Als bijvoeglijk naamwoord kan 'vilt' betekenen:
1. Gemaakt of samengesteld uit vilt, een stof gemaakt door vezels samen te drukken en te matteren.
Voorbeeld:"Ze droeg een vilten hoed om warm te blijven."
2. Ervaren, gevoeld of waargenomen, meestal met een implicatie van diepe emotie of intuïtie.
Voorbeeld:"Ik voelde een diepe droefheid toen ik over de tragedie hoorde."
Als werkwoord kan 'voelde' betekenen:
1. Vervilten door vezels samen te drukken en te matteren.
Voorbeeld:"De wol werd vervilt om een duurzame stof te creëren."
2. Om te ervaren, te voelen of waar te nemen, meestal met een implicatie van diepe emotie of intuïtie.
Voorbeeld:"Ik voelde een sterke verbinding met de muziek."
3. Bedekken of bekleden met vilt.
Voorbeeld:"De tafel werd vervilt om het oppervlak te beschermen."

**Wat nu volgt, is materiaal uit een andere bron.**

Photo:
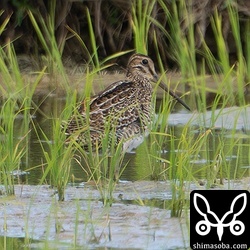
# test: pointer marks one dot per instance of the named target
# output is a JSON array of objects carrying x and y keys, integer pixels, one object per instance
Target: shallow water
[
  {"x": 232, "y": 124},
  {"x": 140, "y": 215}
]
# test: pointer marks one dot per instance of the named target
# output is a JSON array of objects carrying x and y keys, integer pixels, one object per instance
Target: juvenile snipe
[{"x": 123, "y": 109}]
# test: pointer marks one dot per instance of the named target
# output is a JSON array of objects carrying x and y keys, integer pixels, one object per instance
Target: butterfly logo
[{"x": 236, "y": 227}]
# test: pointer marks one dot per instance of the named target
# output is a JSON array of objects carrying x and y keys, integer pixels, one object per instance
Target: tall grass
[{"x": 102, "y": 168}]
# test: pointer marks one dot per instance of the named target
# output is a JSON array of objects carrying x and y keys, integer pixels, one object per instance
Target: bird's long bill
[{"x": 164, "y": 86}]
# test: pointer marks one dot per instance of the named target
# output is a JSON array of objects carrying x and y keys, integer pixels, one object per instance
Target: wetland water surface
[
  {"x": 228, "y": 126},
  {"x": 140, "y": 215}
]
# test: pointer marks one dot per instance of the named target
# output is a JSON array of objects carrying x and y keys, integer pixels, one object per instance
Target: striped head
[{"x": 141, "y": 69}]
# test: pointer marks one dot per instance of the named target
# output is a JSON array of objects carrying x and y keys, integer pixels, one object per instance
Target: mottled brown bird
[{"x": 123, "y": 110}]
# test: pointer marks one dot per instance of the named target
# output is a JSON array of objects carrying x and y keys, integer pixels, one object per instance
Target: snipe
[{"x": 123, "y": 109}]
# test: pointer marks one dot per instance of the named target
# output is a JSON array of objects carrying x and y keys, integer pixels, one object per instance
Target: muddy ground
[{"x": 81, "y": 220}]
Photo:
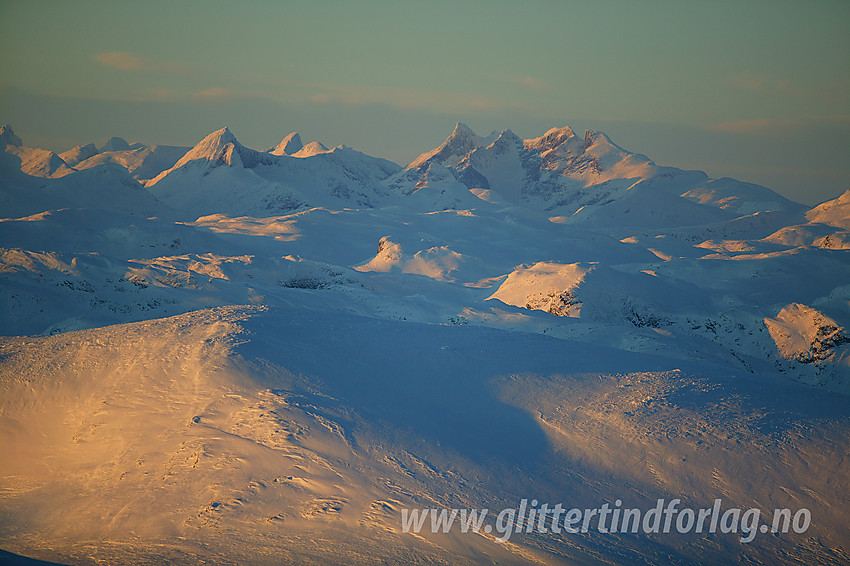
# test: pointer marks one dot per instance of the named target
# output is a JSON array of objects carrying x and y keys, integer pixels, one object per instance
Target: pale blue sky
[{"x": 757, "y": 90}]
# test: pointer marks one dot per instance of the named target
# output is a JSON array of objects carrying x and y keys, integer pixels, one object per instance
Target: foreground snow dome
[{"x": 512, "y": 351}]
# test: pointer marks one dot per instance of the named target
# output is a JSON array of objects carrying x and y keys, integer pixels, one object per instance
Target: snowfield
[{"x": 224, "y": 355}]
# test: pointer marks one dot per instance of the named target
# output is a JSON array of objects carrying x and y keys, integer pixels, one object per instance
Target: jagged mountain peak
[
  {"x": 8, "y": 137},
  {"x": 551, "y": 139},
  {"x": 312, "y": 148},
  {"x": 460, "y": 142},
  {"x": 78, "y": 154},
  {"x": 289, "y": 145}
]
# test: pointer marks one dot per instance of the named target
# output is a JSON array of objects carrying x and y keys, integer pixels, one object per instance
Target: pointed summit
[
  {"x": 8, "y": 137},
  {"x": 312, "y": 148},
  {"x": 461, "y": 141},
  {"x": 289, "y": 145},
  {"x": 78, "y": 154},
  {"x": 220, "y": 148},
  {"x": 551, "y": 139},
  {"x": 216, "y": 146}
]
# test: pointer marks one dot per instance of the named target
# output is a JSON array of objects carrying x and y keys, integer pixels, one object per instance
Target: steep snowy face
[
  {"x": 289, "y": 145},
  {"x": 33, "y": 161},
  {"x": 78, "y": 154},
  {"x": 220, "y": 174},
  {"x": 461, "y": 141},
  {"x": 585, "y": 179},
  {"x": 835, "y": 212},
  {"x": 220, "y": 148},
  {"x": 312, "y": 148},
  {"x": 143, "y": 163}
]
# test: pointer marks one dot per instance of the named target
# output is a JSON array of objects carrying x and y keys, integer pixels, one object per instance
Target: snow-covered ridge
[{"x": 263, "y": 348}]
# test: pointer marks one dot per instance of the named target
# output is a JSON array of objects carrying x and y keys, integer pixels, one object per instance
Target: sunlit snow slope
[{"x": 223, "y": 355}]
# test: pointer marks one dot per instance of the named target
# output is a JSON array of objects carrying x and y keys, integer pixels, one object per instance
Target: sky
[{"x": 755, "y": 90}]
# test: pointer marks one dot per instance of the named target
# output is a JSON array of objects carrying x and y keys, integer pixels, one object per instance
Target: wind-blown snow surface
[{"x": 263, "y": 357}]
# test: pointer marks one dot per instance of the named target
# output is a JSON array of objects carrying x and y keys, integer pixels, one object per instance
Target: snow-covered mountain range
[{"x": 320, "y": 338}]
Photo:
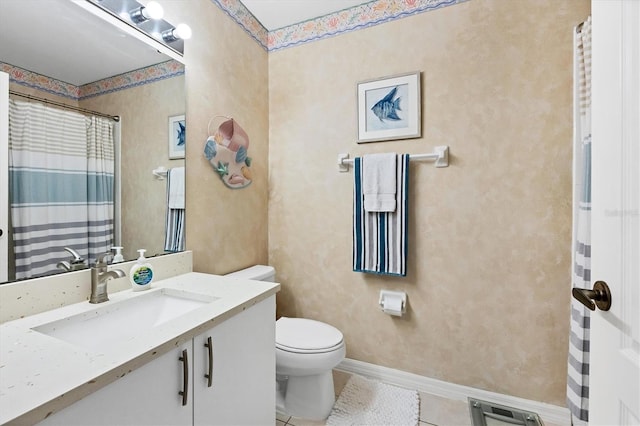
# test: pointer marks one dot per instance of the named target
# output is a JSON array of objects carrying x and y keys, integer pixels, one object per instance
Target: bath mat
[{"x": 367, "y": 402}]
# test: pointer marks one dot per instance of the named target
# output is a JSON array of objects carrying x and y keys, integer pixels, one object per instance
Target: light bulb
[
  {"x": 154, "y": 10},
  {"x": 182, "y": 31}
]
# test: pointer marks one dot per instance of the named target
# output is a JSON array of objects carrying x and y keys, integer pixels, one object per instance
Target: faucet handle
[
  {"x": 76, "y": 257},
  {"x": 101, "y": 260}
]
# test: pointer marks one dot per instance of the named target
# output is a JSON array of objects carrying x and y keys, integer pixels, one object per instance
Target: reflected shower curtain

Als zelfstandig naamwoord kan 'vilt' betekenen:
1. Een niet-geweven stof gemaakt door het comprimeren en matteren van vezels, meestal wol of synthetische vezels.
Voorbeeld:"De hoed was gemaakt van vilt."
2. Een materiaal dat op vilt lijkt, zoals een synthetisch materiaal dat wordt gebruikt bij het vervaardigen of opvullen.
Voorbeeld:"Het kussen was gevuld met vilt."
Bovendien kan 'vilt' worden gebruikt als verleden tijd en voltooid deelwoord van het werkwoord 'voelen'.
Voorbeeld:"Ik voelde de warmte van de zon op mijn huid."